Scheyer framed the next stretch as a health-first calculation. “Our plan is: How can we get as healthy as possible, as ready as possible, for two weeks from now, wherever we go?” Scheyer said. He added that Duke will “always” do its best to be ready for next week’s ACC Tournament, while emphasizing the goal of putting the team in the best position to make a run.

Scheyer also said Patrick Ngongba II will miss the ACC tournament with right foot soreness, while the team hopes to have him back for the NCAA tournament. That combination—one player out for the foreseeable future, another targeted for a return—creates a stopgap period where roles must stretch.

Cayden Boozer, Dame Sarr, and Maliq Brown are among those expected to take on bigger responsibilities in the ACC tournament with Foster and Ngongba sidelined. Brown, who averages five points a game, had a career-high 15 points along with 10 rebounds and five steals against North Carolina. Sarr added 10 points over 34 minutes. Boozer, the twin brother of Cameron Boozer, played 29 minutes off the bench, his most since he logged 34 in a win over SMU on Jan. 10. Boozer could slot into the starting lineup in Foster’s absence.

What Duke loses without Caleb Foster—and what it still has

Before the injury, Foster had become a stabilizing presence. He is a junior who has seen “ups and downs” in his career, but he was averaging career bests in minutes, field goal percentage, rebounds, assists, and points. He also had 12 points, four assists, and four rebounds in Duke’s win against Michigan, a game described as a Final Four-worthy affair.

The human dimension of this setback is not just the boot; it’s the timing. Duke entered March with an “air of inevitability, ” overwhelming teams in an improved ACC and positioning itself for the postseason. Now the team has to manage a rotation that had already been described as seven players deep, with “no true third big man” without Ngongba and Foster available.

Even with Duke at 29-2 and positioned as the likely No. 1 overall seed in the NCAA tournament, six wins across March and early April require redundancy—players who can absorb foul trouble, handle quick turnarounds, and steady the pace when a game tightens.
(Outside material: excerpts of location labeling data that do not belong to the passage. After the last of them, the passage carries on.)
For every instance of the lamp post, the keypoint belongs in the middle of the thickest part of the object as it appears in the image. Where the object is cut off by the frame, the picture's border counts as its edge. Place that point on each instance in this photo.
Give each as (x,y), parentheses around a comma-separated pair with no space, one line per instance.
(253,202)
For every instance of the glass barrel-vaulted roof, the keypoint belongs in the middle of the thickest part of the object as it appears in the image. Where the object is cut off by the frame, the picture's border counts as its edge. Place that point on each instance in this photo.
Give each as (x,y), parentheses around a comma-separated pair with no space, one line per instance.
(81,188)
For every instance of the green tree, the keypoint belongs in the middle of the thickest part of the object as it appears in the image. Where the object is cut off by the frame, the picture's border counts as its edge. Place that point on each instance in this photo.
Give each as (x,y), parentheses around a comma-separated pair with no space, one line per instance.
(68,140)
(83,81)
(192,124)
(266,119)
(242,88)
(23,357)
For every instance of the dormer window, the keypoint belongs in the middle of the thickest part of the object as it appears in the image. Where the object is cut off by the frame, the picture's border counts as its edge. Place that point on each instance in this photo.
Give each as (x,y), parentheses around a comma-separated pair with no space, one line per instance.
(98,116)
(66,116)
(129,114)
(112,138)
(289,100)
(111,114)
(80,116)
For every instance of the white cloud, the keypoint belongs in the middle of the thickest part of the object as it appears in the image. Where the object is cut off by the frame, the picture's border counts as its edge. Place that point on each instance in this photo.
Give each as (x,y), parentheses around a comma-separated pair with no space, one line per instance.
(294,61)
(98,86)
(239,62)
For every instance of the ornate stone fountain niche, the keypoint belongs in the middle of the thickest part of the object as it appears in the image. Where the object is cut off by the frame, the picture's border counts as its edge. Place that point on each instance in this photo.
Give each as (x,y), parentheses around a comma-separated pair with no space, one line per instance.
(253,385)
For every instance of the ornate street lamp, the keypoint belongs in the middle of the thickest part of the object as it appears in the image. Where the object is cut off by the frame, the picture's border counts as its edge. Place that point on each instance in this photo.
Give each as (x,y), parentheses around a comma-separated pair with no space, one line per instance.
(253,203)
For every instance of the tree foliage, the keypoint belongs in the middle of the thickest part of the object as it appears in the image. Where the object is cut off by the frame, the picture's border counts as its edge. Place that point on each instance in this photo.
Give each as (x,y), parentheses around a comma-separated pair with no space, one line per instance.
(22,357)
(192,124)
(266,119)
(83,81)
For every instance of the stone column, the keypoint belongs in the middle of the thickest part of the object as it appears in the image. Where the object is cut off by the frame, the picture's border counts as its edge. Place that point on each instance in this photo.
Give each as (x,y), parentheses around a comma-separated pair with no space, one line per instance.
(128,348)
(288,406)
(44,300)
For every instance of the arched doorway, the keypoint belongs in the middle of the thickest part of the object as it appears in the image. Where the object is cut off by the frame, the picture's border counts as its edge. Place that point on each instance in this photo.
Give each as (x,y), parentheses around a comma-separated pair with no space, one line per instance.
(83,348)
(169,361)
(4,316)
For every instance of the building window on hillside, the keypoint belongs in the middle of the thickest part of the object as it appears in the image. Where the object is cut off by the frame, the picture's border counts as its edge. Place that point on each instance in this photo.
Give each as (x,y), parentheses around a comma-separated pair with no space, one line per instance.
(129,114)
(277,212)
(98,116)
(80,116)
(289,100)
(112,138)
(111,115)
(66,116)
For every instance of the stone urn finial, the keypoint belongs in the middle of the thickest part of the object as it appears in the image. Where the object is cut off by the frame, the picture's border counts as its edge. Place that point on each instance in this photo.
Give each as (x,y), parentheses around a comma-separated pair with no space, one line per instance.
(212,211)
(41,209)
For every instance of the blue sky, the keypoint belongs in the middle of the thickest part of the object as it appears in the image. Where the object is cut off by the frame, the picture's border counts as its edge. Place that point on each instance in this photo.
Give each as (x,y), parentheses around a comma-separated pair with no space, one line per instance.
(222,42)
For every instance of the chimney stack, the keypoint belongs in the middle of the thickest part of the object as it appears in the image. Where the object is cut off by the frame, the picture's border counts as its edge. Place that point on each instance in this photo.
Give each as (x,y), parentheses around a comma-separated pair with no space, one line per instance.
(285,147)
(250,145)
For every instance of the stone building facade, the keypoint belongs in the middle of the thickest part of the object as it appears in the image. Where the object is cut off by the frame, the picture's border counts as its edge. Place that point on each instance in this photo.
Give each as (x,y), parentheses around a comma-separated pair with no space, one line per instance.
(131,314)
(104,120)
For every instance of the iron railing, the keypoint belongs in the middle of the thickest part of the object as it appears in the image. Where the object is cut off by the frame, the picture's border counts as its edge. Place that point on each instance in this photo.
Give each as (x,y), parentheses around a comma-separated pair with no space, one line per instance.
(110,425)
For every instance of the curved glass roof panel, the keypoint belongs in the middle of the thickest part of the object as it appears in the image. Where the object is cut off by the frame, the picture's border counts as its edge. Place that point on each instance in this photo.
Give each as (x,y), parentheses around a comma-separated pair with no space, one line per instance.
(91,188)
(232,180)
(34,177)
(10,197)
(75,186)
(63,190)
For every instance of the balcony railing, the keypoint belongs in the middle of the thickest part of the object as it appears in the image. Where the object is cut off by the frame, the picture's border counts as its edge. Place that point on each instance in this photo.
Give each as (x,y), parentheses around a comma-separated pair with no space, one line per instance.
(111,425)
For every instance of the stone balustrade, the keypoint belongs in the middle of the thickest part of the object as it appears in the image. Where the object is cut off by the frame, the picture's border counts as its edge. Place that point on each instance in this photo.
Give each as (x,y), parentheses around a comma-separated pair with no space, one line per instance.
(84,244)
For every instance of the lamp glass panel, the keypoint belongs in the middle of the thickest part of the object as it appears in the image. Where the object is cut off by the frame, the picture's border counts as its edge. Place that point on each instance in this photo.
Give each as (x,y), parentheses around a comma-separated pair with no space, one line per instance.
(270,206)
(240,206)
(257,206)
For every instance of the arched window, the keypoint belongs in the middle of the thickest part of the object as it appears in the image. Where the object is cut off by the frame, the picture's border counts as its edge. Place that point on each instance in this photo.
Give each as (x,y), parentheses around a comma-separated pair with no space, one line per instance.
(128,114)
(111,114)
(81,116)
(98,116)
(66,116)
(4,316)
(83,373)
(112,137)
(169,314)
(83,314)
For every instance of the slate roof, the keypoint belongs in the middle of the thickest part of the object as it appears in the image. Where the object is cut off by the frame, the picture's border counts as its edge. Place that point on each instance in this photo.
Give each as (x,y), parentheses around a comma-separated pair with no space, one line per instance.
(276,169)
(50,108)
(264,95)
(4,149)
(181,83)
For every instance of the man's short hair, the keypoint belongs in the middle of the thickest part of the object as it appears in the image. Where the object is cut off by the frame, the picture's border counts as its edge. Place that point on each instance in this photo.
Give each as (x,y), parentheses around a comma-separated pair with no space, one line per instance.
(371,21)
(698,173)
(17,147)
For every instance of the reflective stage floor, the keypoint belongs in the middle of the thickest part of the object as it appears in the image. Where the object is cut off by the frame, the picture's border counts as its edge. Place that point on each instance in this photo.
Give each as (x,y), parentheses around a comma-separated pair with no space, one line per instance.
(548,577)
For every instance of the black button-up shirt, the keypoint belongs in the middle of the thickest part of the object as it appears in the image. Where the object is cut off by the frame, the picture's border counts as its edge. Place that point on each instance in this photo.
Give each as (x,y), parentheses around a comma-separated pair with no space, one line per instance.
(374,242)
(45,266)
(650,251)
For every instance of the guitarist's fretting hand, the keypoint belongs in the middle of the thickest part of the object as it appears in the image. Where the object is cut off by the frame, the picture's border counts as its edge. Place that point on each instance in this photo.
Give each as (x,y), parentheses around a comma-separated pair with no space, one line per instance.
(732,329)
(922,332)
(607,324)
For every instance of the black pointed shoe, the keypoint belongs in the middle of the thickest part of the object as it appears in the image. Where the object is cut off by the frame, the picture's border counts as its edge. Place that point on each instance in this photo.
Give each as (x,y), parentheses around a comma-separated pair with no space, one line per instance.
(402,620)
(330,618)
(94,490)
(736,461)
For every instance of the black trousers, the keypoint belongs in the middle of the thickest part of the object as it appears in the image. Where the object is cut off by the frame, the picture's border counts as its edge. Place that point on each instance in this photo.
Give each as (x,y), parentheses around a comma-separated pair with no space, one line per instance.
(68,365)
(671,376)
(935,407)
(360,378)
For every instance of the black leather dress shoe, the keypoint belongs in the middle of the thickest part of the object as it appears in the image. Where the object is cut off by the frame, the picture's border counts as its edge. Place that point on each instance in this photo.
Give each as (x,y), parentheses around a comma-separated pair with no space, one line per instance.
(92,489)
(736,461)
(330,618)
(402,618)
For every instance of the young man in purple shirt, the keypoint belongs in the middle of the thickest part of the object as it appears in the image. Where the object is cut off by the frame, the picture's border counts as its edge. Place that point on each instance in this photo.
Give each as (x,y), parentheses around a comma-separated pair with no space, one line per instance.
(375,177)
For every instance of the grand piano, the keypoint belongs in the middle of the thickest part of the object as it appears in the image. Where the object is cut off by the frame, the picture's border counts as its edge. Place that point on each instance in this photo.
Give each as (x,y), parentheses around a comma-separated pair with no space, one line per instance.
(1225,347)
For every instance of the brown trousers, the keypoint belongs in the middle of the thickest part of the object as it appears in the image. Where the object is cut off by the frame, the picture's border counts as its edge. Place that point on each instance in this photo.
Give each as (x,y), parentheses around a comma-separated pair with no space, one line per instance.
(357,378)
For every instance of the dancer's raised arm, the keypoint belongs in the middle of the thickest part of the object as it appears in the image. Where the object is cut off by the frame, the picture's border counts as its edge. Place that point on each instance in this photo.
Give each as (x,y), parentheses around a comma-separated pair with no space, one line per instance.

Depth isn’t a luxury then; it is the difference between surviving and leaving early.

What’s next in the ACC tournament, and what Jon Scheyer is prioritizing

Duke finished 17-1 in ACC play and is the top seed in the ACC tournament. The Blue Devils will play the winner of Florida State and Cal on Thursday evening. If Duke wins, it could meet North Carolina for a third time in the semifinals on Friday, with North Carolina holding the No. 4 seed.

Scheyer’s public message is consistent: readiness is measured in health as much as preparation. The ACC tournament is on the calendar, but the emphasis is on being as close to whole as possible for the next stage.

For the short term, Duke’s path runs through lineup flexibility—more minutes for Boozer, more responsibility for Sarr, and continued disruption from Brown. For the longer term, it depends on whether the team can replace what Foster provided at the point of attack and whether Ngongba can return as hoped.

Back in that moment when caleb foster crouched and the bench went quiet, the game still had minutes to play and the calendar still had weeks to offer. Duke moved on and ran away in the second half. But the boot on the sideline changed the temperature of March: not panic, but a sober awareness that championship favorites can be forced to improvise at the exact moment they want certainty.

Image caption (alt text): caleb foster on the Duke sideline wearing a walking boot after a right foot fracture.